人間の脳は、水分を除くと約60%は脂質で構成されています。そのため、毎日の食生活でどんな脂質をどのように摂取するか、ということはとても重要なお話です。油に含まれる、脂質を構成する脂肪酸は、飽和脂肪酸と不飽和脂肪酸とに分けられます。具体的には、化学式の違いで、炭素同士が2本の手で結合している部分をもつものを不飽和脂肪酸と呼びます。そして、その二重結合の個数や何番目の炭素との間に最初の二重結合があるかによって、オメガ3系脂肪酸、オメガ6系脂肪酸、オメガ9系脂肪酸の3つに分類されます。飲料業界大手のサントリーでは、サラサラしていて、常温で固まりにくい不飽和脂肪酸を「オメガ脂肪酸」と総称しています。主にはオメガ3系脂肪酸とオメガ6系脂肪酸です。

オメガ脂肪酸に含まれる成分

オメガ脂肪酸は母乳の中にも存在し、乳児の脳や身体の発育に欠かせない脂肪酸となっています。
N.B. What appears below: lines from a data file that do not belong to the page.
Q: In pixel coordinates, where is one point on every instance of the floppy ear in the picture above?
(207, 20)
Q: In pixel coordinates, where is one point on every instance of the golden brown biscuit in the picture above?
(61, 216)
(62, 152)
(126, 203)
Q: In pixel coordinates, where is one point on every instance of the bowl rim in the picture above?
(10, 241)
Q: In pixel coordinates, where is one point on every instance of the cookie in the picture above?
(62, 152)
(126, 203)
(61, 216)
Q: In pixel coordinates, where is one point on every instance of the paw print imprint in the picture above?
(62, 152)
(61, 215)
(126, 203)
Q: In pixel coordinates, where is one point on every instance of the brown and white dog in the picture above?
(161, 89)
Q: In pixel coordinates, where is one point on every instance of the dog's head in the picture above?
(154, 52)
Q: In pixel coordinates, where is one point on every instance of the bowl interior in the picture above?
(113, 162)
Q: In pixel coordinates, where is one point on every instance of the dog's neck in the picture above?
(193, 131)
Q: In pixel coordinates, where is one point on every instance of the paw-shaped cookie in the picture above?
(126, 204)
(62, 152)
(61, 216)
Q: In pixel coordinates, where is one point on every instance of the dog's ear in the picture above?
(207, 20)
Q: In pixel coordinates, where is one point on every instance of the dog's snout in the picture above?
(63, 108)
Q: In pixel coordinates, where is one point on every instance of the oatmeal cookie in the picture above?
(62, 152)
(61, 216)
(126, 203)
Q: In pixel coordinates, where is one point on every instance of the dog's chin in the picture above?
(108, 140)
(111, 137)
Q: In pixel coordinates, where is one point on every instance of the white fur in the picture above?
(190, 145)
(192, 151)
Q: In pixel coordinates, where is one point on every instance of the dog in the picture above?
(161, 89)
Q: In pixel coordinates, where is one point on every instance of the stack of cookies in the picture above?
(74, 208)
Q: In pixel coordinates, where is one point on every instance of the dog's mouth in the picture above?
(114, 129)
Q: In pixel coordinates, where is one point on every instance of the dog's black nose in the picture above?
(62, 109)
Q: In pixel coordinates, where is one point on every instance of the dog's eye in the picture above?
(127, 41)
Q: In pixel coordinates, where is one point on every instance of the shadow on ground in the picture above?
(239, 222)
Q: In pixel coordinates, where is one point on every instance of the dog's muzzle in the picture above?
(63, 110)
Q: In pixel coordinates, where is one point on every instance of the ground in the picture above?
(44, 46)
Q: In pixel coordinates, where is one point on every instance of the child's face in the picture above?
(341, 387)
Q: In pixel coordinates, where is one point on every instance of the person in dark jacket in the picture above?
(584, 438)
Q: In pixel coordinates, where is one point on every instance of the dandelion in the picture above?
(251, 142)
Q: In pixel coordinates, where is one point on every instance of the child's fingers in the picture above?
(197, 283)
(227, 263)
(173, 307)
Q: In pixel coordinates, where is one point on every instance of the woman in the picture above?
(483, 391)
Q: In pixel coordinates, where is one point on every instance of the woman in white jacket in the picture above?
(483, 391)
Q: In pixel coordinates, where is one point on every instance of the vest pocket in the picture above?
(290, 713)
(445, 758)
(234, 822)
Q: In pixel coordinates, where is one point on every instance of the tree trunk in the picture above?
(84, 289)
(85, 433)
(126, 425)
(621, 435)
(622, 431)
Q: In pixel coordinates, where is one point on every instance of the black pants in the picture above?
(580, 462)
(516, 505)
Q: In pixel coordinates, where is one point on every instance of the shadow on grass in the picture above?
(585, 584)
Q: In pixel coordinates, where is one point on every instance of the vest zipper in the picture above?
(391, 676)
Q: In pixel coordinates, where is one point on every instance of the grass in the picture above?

具体的に見てみると、オメガ3系脂肪酸にはしそ油が分類され、DHA(ドコサヘキサエン酸)やEPA(エイコサペンタエン酸)、αリノレン酸が、オメガ6系脂肪酸には紅花油が分類され、ARA(アラキドン酸)やリノール酸が、オメガ9系脂肪酸にはオリーブオイルが分類され、オレイン酸が含まれています。DHAやARAの量は、60代を過ぎた頃から顕著に減少してしまうと言われています。DHAやEPA、ARAが不足すると、血流が滞り、血栓ができやすくなり、脳血管障害による痴呆症を発症してしまう可能性があります。

オメガ脂肪酸の効果

DHAやARAは、体内では生成されず、食べ物によって補給する必要がある必須脂肪酸のひとつで、脳や血液、皮膚など、身体を構成する成分として広く全身に存在します。これらは特に、脳内の学習・記憶能力を司る海馬という組織に多く含まれます。そのため、海馬の機能を支える成分として期待されています。このような知力に関わる働きだけでなく、気力の低下や不安などを抑止し、精神状態を安定させる働きもあると言われ、うつ病患者の症状が改善されたというデータもあります。また、ARAには、脳の細胞膜を構成し、細胞膜をしなやかに保つ働きがあり、情報伝達を円滑にすると言われています。そのため、オメガ脂肪酸と認知症の関係についての研究も進められています。加えて、EPAには赤血球の膜を柔らかくする効果や、血管をやわらかくしなやかにする作用があるため、血液の流れをスムーズにする働きがあり、こちらも脳の健康はもちろん、生活習慣病の予防にも大事な成分です。ほかにも、DHAは肝炎が肝臓がんに移行するのを抑える効果が、DHAやEPAには老眼や白内障などを改善する効果、炎症を抑え、疲労回復や持久力を向上する効果が、EPAには中性脂肪の低下や、アレルギーやアトピー、ニキビの軽減にも効果があります。さらには、ARAの一部がエタノールアミンという化合物と結合すると、アナンダマイドという物質に変化します。脳内でアナンダマイドが作られると、不安や恐れが軽減し、至福感や多幸感を感じることが報告されています。しかし、DHAやARAは酸化されやすいため、βカロテンやビタミンC・Eやポリフェノール類など、抗酸化作用の高い食品と一緒に摂取すると効果的です。